Section: New Results
HTS data processing
Providing end-user solutions, example from the Colib'read on galaxy project
Participants : Claire Lemaitre, Camille Marchet, Pierre Peterlongo.
Colib’read tools suite uses optimized reference-free algorithms for various analyses of NGS datasets, such as variant calling or read set comparisons. To facilitate data analysis and tools dissemination, we developed Galaxy tools and tool shed repositories. The galaxy package, facilitates the analyzis of raw NGS data for a broad range of life scientists [16].
Assembly of Streptococcus Bacteria
Participant : Dominique Lavenier.
With the microbiological and bacteriological group of the Rennes hospital, we design a new strategy to assemble the genomes of 40 Streptococcus bacteria. Each strain has been sequenced and independently assembled using different assembly tools. For a specific strain, a merge of the contigs is done using the MIX software. This step allows the number of contigs to be significantly reduced, resulting in a better final assembly compared to each individual assembly. The comparison with other known Streptococcus genomes indicates where phages are located in the genome [20].
Data-mining applied to GWAS
Participants : Pham Hoang Sun, Dominique Lavenier.
Identifying variant combination association with disease is a bioinformatics challenge. This problem can be solved by discriminative pattern mining that uses statistical functions to evaluate the significance of individual biological patterns. There is a wide range of such measures. However, selecting an appropriate measure as well as a suitable threshold in some specific practical situations is a difficult task. We propose to use the skypattern technique which allows combinations of measures to be used to evaluate the importance of variant combinations without having to select a given measure and a fixed threshold. Experiments on several real variant datasets demonstrate that the skypattern method effectively identifies the risk variant combinations related to diseases [28].

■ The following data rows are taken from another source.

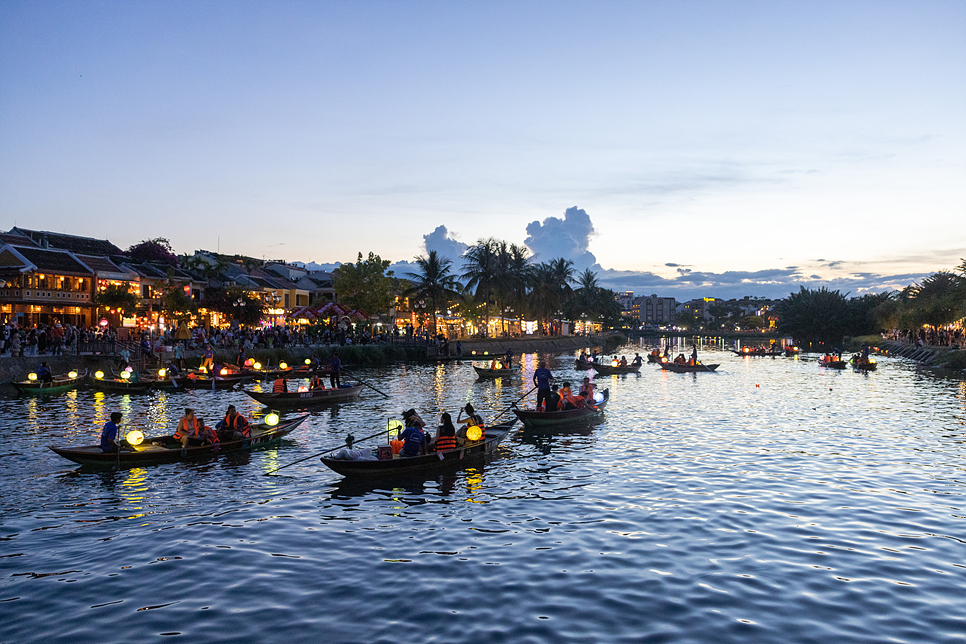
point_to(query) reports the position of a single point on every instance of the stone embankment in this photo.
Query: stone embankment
(933, 356)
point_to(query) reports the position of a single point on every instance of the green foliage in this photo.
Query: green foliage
(366, 285)
(226, 301)
(433, 282)
(118, 297)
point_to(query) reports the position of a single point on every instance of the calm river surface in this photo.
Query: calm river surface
(772, 501)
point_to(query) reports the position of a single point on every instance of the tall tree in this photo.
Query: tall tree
(433, 281)
(153, 250)
(366, 285)
(480, 269)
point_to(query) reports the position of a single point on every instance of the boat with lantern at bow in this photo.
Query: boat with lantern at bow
(346, 393)
(532, 418)
(612, 369)
(119, 385)
(373, 467)
(486, 372)
(677, 367)
(59, 384)
(164, 449)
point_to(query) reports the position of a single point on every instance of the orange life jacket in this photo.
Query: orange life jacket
(183, 429)
(445, 443)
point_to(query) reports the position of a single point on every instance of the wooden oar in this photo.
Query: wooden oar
(380, 433)
(361, 381)
(515, 402)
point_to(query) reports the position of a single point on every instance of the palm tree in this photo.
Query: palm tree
(433, 281)
(480, 268)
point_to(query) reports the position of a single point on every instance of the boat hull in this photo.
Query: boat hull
(494, 373)
(301, 398)
(58, 385)
(152, 453)
(532, 418)
(683, 368)
(418, 465)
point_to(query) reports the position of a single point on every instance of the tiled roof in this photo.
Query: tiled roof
(73, 243)
(55, 261)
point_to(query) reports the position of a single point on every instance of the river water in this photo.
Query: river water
(772, 501)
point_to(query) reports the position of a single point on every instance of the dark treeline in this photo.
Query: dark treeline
(825, 317)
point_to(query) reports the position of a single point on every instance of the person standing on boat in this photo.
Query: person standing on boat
(472, 419)
(335, 366)
(234, 426)
(543, 379)
(445, 434)
(43, 373)
(109, 433)
(413, 437)
(208, 358)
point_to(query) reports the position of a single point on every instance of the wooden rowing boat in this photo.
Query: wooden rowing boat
(686, 368)
(484, 372)
(163, 449)
(458, 458)
(313, 397)
(58, 385)
(607, 369)
(120, 385)
(533, 418)
(832, 364)
(758, 353)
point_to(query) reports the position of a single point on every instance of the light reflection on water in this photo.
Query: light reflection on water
(772, 501)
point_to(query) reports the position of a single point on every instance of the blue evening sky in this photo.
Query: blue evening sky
(703, 148)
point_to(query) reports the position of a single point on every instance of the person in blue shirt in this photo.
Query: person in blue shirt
(109, 433)
(335, 366)
(413, 437)
(543, 379)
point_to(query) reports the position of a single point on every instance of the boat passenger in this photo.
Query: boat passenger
(413, 437)
(542, 378)
(208, 358)
(234, 426)
(335, 367)
(472, 419)
(43, 373)
(207, 435)
(587, 390)
(187, 428)
(445, 434)
(109, 433)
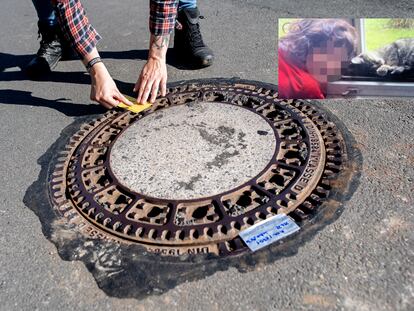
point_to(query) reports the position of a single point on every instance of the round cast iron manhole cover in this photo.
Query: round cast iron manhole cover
(210, 159)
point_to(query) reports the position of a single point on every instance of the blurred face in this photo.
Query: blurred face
(325, 63)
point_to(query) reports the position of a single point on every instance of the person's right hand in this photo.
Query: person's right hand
(103, 88)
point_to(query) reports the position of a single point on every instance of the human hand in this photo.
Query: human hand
(153, 77)
(103, 88)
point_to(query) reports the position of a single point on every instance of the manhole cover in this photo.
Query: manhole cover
(205, 162)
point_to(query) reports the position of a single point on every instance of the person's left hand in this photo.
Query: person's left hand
(153, 77)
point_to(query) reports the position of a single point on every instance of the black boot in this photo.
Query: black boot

Variant detection in transcriptomic data
Participant : Camille Marchet.
We defined a method to identify, quantify and annotate SNPs (Single Nucleotide Polymorphisms) using RNA-seq reads only. Organisms with a poor quality or no reference genome can take benefit of this approach, as well as studies where not enough material is available for sequencing from one individual, where samples can be pooled. The method relies on motifs discovery and post-treatment in de Bruijn graphs built from the reads. It can be used for any species to annotate SNPs and predict their impact on proteins as well as test their association to a phenotype of interest. The approach has been validated using well known human RNA-seq data. Results have been compared with state of the art approaches for variant calling. We showed that the methods perform similarly in terms of precision and recall. Then we focused on the main target of the study, namely the non-model species. We finally validated experimentally the predictions of our method [18].

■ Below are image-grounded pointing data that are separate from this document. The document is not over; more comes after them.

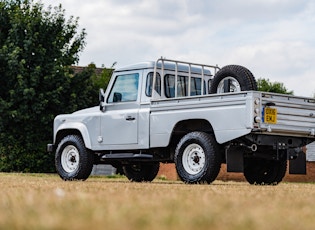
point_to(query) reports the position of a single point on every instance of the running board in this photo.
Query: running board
(118, 156)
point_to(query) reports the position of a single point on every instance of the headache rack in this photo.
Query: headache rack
(189, 68)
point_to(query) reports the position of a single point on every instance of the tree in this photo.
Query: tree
(275, 87)
(37, 48)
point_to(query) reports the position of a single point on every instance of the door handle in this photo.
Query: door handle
(130, 118)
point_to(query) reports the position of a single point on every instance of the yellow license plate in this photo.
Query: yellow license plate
(270, 115)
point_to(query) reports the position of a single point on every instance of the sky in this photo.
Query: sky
(274, 39)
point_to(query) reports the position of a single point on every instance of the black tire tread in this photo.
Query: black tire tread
(241, 74)
(213, 164)
(86, 159)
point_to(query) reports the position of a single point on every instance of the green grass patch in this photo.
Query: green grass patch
(44, 201)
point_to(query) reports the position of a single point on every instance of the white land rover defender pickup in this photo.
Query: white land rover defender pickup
(198, 116)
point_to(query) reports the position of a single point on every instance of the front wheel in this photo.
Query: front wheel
(72, 159)
(197, 158)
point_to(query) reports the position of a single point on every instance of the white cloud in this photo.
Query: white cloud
(275, 39)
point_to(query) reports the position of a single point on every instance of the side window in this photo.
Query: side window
(125, 88)
(149, 83)
(182, 86)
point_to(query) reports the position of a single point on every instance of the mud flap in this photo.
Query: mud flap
(234, 161)
(297, 163)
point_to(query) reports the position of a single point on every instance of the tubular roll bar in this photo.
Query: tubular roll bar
(176, 63)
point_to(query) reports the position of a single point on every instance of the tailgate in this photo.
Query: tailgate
(288, 115)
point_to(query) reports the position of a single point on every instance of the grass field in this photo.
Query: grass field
(40, 201)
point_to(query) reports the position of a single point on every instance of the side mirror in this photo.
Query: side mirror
(101, 98)
(117, 97)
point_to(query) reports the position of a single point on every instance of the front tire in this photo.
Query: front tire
(72, 159)
(197, 158)
(233, 78)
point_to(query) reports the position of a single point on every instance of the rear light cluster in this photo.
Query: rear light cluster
(257, 113)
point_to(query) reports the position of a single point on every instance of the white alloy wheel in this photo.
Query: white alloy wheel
(233, 87)
(70, 158)
(193, 159)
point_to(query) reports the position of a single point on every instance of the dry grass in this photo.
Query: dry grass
(38, 201)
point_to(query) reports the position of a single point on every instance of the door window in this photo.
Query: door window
(125, 88)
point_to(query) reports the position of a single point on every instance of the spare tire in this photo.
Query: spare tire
(233, 78)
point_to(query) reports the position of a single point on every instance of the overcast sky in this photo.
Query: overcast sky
(275, 39)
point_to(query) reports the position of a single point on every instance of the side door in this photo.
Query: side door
(119, 123)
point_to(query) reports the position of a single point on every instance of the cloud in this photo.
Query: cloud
(273, 38)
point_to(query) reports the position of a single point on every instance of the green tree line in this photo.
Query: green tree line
(37, 48)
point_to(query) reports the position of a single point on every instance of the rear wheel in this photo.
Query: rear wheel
(72, 160)
(264, 172)
(141, 172)
(197, 158)
(233, 78)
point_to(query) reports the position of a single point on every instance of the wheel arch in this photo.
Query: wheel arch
(74, 129)
(183, 127)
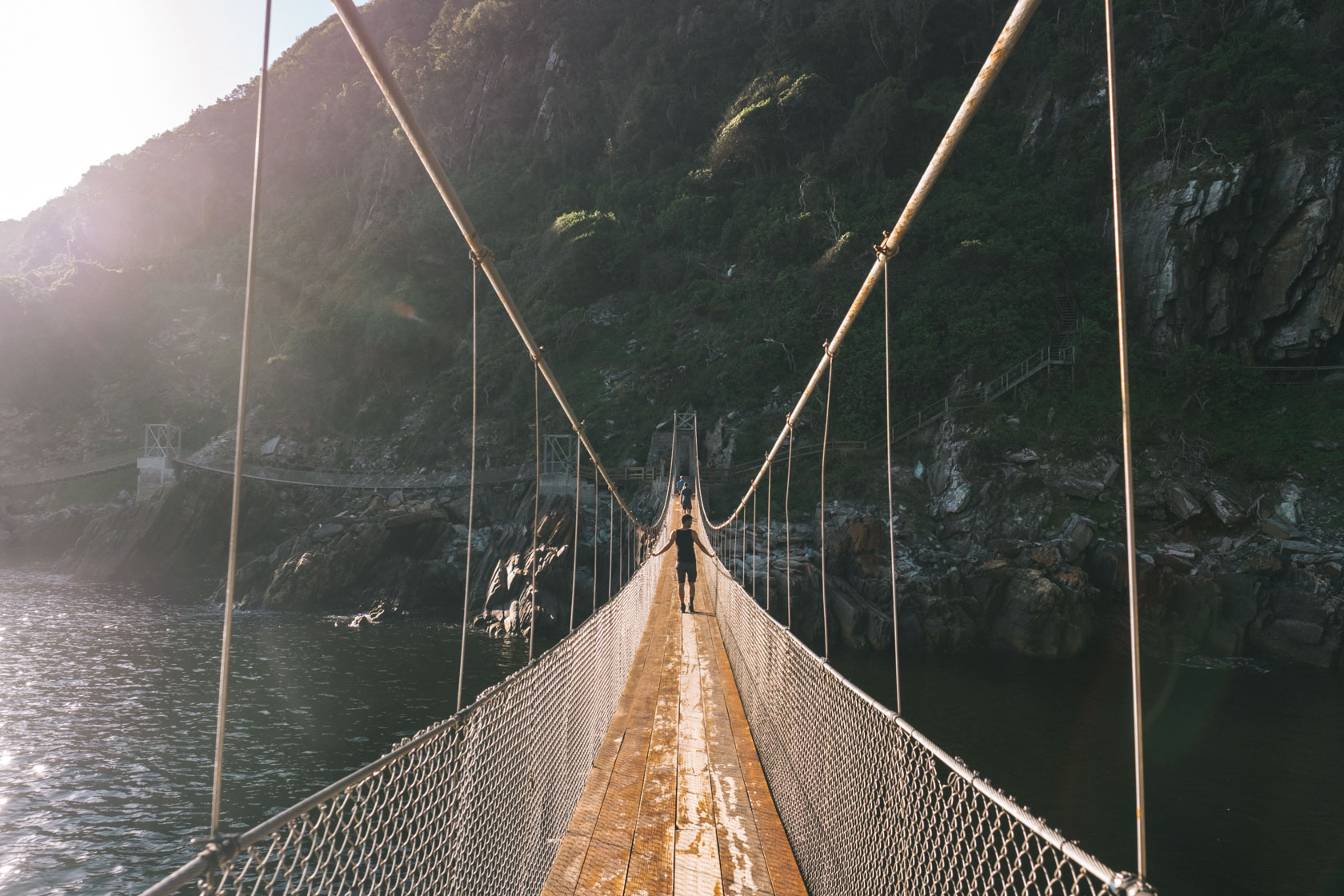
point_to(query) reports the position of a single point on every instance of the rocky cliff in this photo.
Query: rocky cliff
(1245, 258)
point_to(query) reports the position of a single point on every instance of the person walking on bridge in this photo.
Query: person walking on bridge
(687, 540)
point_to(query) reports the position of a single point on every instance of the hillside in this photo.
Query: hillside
(683, 198)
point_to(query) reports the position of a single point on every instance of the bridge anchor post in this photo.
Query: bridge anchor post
(163, 445)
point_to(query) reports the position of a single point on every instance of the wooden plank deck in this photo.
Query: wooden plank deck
(676, 803)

Faster de Bruijn graph compaction
Participant : Antoine Limasset.
We developed a new algorithm, called BCALM2, for the compaction of de Bruijn graphs. BCALM2 is a parallel algorithm based on minimizer repartition of sequences. This repartition allows the compaction of extremely large graphs with moderate memory usage and time. The compaction of a human sequencing graph can be done in 1 hour with only 3GB of memory and huge genomes, such as the pine and white spruce ones (more than 20Gbp each), can be handled using our approach on a regular server (2 days and 40GB of memory). Those results argue that BCALM2 is one order of magnitude more efficient than available approaches and can tackle the assembly bottleneck of constructing a compacted de Bruijn graph [14].
Scaffolding
Participants : Rumen Andonov, Sebastien François, Dominique Lavenier.

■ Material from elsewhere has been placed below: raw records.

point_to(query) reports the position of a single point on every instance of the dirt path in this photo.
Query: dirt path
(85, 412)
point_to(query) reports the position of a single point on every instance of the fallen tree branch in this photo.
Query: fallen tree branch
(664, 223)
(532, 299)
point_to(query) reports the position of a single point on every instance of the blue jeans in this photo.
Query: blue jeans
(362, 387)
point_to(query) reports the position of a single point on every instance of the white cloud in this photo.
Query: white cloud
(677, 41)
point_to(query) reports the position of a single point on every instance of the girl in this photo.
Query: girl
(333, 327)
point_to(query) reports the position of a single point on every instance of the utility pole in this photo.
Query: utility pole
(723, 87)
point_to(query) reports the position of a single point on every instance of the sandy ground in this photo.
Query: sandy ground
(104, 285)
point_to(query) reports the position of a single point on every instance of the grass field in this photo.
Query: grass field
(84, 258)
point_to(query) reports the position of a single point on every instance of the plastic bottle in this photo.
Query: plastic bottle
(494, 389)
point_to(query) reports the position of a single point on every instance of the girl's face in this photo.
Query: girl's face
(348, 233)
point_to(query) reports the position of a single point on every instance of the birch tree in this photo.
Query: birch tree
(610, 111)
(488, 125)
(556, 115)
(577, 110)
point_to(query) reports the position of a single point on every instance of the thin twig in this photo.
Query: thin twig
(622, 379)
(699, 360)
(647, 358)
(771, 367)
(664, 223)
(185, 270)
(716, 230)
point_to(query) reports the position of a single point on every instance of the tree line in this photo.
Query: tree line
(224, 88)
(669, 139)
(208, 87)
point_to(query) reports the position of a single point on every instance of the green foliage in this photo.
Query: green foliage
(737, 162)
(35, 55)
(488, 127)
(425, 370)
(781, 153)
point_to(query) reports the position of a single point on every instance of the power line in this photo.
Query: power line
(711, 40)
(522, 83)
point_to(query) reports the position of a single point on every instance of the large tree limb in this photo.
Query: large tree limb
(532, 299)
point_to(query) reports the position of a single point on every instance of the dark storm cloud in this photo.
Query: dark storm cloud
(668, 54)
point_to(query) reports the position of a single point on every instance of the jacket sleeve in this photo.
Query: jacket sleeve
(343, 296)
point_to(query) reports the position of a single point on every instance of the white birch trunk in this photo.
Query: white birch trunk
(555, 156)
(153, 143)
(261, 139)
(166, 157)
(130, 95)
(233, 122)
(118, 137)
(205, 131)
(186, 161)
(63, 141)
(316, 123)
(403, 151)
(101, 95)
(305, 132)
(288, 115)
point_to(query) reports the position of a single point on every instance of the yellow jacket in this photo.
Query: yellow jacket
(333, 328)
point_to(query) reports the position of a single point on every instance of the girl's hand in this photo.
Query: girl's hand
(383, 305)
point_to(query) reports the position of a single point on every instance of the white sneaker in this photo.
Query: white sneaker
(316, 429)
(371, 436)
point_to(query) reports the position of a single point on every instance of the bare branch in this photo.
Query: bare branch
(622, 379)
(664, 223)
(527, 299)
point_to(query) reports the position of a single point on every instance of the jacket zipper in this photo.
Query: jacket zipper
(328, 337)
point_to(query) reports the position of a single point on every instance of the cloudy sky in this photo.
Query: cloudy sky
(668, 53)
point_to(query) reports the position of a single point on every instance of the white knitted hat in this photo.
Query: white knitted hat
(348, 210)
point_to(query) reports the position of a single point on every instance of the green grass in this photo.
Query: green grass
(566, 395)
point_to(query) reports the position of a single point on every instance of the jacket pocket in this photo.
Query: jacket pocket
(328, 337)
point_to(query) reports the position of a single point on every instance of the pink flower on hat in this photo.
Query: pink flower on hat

We developed a method for solving genome scaffolding as a problem of finding a long simple path in a graph defined by the contigs that satisfies additional constraints encoding the insert-size information. Then we solved the resulting mixed integer linear program to optimality using the Gurobi solver. We tested our algorithm on several chloroplast genomes and showed that it outperforms other widely-used assembly solvers by the accuracy of the results [25].